Philately and collectors have repeatedly helped in the search of bandits. These cases are exhaustively described in various sources. However, it is difficult to imagine a case covered by media more widely than the discovery of one of the most infamous Nazi criminals. A crucial part in the search for war criminals was played by Austrian worker S. Wiesenthal. In 1950s, he left his job and devoted himself to collecting materials that would help him in searching for and exposing war criminals. In his home town, he set up his own special bureau for these purposes. While collaborating with the special services of a number of different states, searching for info by all means, the man managed to expose and bring to trial hundreds of criminals and offenders.
Mauthausen survivor - Simon Wiesenthal. Allthatsinteresting.com image.
Wiesenthal hoped that he would be lucky enough to bring to the trail of one of Hitler’s closest assistants, Adolf Eichmann, who had been the head of the department in the Reichssicherheitshauptamt since 1937. In the Nazi scheme, he was liable for implementing the mechanisms of “the Final Solution to the Jewish Question”. Information about his post-war fate was limited, but there were rumors that he managed to escape from Germany to Spain through Italy.
S. Wiesenthal, who survived the terrors of Mauthausen, has seriously damaged his health after the years of work. His practitioner recommended him to shift to some relaxing activity in his spare time and Wiesenthal got keen on stamp collecting. Gradually, he became actively engaged in collecting postage stamps from all over the world. They helped him to relax after working with various files and loads of info.
Engaged in philately with increasing enthusiasm, he kept in touch with philatelists from all continents, exchanged stamps with them, and carefully read everything his acquaintances wrote to him. In 1953, he learned that a famous philatelist, the Austrian baron living in Tyrol, was selling part of his solid collection of stamps. Wiesenthal visited him and spent the whole evening in the Baron’s villa located near Innsbruck. When the host and the guest talked about their common hobbies, the conversation gradually moved to other topics and the men started talking about Nazism. Wiesenthal spoke about the experiences at Mauthausen, about the death of his family. The baron was extremely impressed by this story, and he, according to his words, was a monarchist and a Catholic, for which he was also persecuted by the Nazis; although these experiences were incomparable with the torment of prisoners and people kept in concentration camps.
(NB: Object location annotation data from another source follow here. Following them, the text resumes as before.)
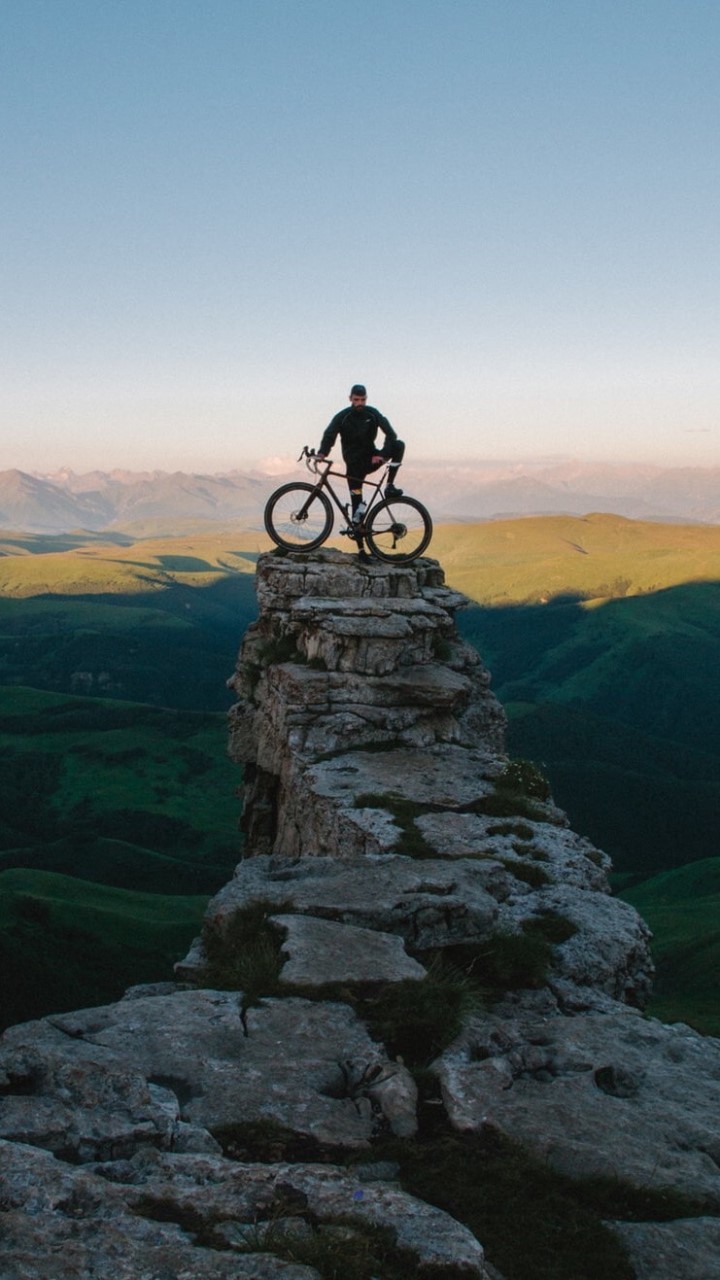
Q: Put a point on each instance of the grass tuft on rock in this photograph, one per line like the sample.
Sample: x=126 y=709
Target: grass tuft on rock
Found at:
x=533 y=1224
x=246 y=954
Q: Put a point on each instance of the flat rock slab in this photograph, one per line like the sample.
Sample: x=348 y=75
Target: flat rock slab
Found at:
x=613 y=1096
x=428 y=904
x=103 y=1082
x=190 y=1217
x=446 y=775
x=686 y=1249
x=323 y=951
x=432 y=903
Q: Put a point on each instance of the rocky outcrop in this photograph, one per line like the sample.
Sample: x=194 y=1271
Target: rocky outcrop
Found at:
x=409 y=899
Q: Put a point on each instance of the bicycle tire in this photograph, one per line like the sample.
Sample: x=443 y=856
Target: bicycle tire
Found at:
x=282 y=511
x=399 y=530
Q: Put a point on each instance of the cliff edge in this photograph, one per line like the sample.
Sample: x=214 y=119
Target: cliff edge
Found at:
x=415 y=954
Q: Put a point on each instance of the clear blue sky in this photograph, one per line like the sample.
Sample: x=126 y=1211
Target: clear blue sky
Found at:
x=502 y=215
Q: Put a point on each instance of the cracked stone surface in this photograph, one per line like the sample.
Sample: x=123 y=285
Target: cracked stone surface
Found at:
x=323 y=951
x=602 y=1095
x=373 y=767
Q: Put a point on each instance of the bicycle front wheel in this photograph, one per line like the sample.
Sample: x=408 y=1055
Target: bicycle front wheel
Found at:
x=299 y=517
x=399 y=530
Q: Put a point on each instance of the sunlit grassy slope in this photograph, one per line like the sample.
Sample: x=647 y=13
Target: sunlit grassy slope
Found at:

Then the baron took some letter from his desk and told his interlocutor that the content of the letter continues the topic of their conversation. The letter came from Buenos Aires, from a friend of the owner of the villa, who was also a philatelist. The correspondent replied that he had seen Eichmann, who led the anti-Jewish action, already twice in his neighborhood. The interlocutor reported that Eichmann was living in Buenos Aires and working in some water company. That information was worthy of attention indeed.
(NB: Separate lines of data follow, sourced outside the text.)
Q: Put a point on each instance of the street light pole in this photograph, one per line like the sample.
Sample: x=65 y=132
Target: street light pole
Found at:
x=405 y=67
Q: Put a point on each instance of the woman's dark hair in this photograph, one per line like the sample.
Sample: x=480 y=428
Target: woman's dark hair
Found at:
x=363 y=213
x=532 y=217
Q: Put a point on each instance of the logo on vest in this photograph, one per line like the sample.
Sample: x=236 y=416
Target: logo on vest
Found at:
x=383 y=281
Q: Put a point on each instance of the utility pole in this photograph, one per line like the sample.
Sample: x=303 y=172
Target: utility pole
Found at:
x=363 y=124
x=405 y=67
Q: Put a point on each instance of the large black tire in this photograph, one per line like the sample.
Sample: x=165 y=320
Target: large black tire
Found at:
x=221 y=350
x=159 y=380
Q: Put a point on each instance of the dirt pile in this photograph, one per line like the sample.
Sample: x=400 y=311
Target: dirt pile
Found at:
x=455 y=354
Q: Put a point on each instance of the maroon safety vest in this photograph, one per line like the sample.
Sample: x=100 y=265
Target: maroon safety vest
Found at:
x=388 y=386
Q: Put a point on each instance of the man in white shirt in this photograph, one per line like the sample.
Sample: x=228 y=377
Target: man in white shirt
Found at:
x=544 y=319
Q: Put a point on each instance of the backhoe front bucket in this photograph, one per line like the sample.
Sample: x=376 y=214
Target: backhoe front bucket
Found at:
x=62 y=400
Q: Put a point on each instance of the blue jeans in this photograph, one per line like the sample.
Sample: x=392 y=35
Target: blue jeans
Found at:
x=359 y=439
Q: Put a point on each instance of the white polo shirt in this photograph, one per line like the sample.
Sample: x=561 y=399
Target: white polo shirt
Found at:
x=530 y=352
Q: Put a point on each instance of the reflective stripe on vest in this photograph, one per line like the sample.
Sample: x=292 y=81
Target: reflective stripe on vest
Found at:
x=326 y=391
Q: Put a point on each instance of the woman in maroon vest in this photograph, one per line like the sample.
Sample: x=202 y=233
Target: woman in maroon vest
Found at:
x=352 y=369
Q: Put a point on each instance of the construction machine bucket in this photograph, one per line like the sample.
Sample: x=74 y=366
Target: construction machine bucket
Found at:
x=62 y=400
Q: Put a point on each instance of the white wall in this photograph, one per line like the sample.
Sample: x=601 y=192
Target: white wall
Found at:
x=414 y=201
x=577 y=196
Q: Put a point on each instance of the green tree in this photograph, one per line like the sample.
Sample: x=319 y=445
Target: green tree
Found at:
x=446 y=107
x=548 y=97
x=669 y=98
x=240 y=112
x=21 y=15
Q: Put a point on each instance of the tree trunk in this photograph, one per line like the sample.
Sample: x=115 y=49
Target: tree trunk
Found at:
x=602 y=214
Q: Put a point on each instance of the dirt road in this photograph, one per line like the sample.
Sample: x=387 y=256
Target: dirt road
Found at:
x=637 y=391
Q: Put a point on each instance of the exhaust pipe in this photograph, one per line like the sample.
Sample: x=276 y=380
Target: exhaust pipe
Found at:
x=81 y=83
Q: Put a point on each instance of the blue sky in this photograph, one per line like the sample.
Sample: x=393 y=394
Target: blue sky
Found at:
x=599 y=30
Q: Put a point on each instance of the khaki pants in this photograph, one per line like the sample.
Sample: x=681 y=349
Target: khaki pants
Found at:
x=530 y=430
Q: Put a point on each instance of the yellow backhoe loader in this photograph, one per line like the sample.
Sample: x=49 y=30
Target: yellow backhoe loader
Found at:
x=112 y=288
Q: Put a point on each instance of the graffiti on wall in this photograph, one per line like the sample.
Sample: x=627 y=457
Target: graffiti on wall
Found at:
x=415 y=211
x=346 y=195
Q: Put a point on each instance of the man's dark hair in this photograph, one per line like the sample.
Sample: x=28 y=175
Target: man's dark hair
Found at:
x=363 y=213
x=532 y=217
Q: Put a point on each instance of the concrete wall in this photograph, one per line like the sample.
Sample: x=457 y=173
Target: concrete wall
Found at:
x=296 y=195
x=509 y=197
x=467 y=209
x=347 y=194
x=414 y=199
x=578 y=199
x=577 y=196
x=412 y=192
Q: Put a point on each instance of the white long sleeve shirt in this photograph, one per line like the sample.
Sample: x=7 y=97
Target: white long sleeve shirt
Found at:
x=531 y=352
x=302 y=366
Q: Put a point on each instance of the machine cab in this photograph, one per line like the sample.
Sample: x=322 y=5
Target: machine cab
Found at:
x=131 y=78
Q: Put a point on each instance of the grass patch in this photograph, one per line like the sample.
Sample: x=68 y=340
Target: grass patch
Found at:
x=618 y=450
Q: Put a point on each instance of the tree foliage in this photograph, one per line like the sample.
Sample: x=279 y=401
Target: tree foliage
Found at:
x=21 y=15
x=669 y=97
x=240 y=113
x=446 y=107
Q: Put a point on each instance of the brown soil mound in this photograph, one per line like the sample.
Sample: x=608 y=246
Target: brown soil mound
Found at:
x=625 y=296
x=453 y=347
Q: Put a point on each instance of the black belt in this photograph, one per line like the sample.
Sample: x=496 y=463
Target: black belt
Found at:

It was important to verify the information and find the offender. Wiesenthal notified the Israeli intelligence of this and they launched an investigation. Two of intelligence employees managed to track Eichmann down in Argentina and began to control his every move. However, it was necessary to obtain irrefutable evidence that this employee of one small company, who was hiding under the name of Ricardo Klement and was extremely cautious so as not to make any extra acquaintances, and Eichmann were the same individual.
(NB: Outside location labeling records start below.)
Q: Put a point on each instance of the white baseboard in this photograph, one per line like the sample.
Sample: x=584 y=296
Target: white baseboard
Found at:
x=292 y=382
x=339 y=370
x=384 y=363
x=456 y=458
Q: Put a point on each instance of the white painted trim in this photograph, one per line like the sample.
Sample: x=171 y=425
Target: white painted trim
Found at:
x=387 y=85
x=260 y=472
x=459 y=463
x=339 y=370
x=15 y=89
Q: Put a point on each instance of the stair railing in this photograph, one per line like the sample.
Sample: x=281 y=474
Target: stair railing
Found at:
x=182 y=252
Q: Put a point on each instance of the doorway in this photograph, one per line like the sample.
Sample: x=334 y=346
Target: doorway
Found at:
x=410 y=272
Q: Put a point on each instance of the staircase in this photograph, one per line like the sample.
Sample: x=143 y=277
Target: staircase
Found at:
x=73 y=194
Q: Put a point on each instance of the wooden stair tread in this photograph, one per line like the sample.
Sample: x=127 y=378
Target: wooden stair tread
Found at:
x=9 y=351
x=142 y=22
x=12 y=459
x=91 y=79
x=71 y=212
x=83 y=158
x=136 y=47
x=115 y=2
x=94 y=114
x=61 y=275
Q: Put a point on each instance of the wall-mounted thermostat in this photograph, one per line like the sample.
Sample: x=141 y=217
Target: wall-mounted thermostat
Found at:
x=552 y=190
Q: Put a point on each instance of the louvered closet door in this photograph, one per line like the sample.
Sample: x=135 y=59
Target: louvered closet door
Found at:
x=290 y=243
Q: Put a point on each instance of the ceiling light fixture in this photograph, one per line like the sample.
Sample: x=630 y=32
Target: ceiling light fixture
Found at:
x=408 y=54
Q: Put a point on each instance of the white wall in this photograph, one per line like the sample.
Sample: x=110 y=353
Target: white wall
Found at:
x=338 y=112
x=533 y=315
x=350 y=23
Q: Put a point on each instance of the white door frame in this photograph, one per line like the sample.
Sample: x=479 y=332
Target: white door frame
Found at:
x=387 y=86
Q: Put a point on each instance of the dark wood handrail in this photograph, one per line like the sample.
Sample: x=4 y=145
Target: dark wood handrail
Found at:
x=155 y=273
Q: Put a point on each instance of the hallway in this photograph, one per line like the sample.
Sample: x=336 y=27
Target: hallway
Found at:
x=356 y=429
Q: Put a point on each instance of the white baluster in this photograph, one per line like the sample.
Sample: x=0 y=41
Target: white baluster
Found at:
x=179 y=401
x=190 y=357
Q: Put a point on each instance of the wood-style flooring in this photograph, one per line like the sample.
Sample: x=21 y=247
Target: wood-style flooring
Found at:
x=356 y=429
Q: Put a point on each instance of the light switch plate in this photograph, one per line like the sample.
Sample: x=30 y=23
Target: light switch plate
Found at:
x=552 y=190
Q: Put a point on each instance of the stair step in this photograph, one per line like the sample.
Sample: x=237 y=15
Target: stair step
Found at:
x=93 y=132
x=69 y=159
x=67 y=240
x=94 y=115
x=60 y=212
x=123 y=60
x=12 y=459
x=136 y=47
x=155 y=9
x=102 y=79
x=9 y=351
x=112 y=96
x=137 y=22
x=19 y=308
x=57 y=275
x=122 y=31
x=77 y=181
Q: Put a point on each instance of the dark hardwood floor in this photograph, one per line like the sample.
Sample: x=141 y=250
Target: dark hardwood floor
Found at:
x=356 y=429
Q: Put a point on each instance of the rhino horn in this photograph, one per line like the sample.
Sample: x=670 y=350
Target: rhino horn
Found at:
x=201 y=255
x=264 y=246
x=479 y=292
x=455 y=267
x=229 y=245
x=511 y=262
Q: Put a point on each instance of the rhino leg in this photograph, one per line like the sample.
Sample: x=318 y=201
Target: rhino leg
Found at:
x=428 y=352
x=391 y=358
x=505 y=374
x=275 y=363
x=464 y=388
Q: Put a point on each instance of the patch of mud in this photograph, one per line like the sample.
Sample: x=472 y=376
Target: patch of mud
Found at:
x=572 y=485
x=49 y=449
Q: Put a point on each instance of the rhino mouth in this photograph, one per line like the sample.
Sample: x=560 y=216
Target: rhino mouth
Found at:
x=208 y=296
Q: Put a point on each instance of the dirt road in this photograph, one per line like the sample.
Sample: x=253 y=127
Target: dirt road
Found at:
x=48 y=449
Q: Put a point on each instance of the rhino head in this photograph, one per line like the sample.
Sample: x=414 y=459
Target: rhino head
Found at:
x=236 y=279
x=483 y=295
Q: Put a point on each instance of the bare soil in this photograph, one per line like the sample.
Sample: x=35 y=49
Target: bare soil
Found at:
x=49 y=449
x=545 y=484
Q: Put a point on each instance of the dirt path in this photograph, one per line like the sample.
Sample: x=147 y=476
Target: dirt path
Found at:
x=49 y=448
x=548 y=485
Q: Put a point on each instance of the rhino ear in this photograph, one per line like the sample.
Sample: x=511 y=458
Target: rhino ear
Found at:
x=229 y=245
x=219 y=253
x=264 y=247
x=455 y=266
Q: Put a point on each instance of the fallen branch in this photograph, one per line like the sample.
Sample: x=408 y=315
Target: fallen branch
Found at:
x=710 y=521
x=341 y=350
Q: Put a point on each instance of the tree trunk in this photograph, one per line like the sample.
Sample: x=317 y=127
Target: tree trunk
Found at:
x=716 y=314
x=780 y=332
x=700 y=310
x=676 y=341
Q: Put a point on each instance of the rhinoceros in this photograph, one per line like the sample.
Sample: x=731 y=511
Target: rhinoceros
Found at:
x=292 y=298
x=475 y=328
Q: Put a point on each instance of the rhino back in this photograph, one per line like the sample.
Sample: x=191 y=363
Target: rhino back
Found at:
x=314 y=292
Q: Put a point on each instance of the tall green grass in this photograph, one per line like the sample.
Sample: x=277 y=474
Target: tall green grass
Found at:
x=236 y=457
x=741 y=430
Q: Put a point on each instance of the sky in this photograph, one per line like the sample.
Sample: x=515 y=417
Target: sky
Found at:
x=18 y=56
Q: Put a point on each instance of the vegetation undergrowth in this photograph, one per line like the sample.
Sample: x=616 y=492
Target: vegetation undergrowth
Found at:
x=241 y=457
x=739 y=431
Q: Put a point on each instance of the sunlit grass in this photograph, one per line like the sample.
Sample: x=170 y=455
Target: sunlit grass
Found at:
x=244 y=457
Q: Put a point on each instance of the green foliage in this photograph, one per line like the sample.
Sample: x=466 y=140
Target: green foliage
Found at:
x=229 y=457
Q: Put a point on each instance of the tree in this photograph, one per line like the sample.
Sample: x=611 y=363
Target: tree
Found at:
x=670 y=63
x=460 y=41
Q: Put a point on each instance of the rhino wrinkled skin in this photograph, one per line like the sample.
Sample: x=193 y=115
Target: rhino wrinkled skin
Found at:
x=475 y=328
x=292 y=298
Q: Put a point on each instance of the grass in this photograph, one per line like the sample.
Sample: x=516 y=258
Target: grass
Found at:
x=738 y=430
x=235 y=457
Having gathered exhaustive information about him, agents found that Eichmann would always (and in any circumstances) present his wife with a bouquet of roses on her birthday. When her next birthday came, the agents kept their eyes on the suspect. While he was going to his workplace, he went to a flower shop and ordered a bouquet of roses, saying that he would come to pick them up later on his way from work. This episode was the last link in the chain of evidence. Further details may be omitted. In 1960, many newspapers across the globe talked about how Eichmann was captured, escorted to a secluded villa, and then secretly transported to Israel.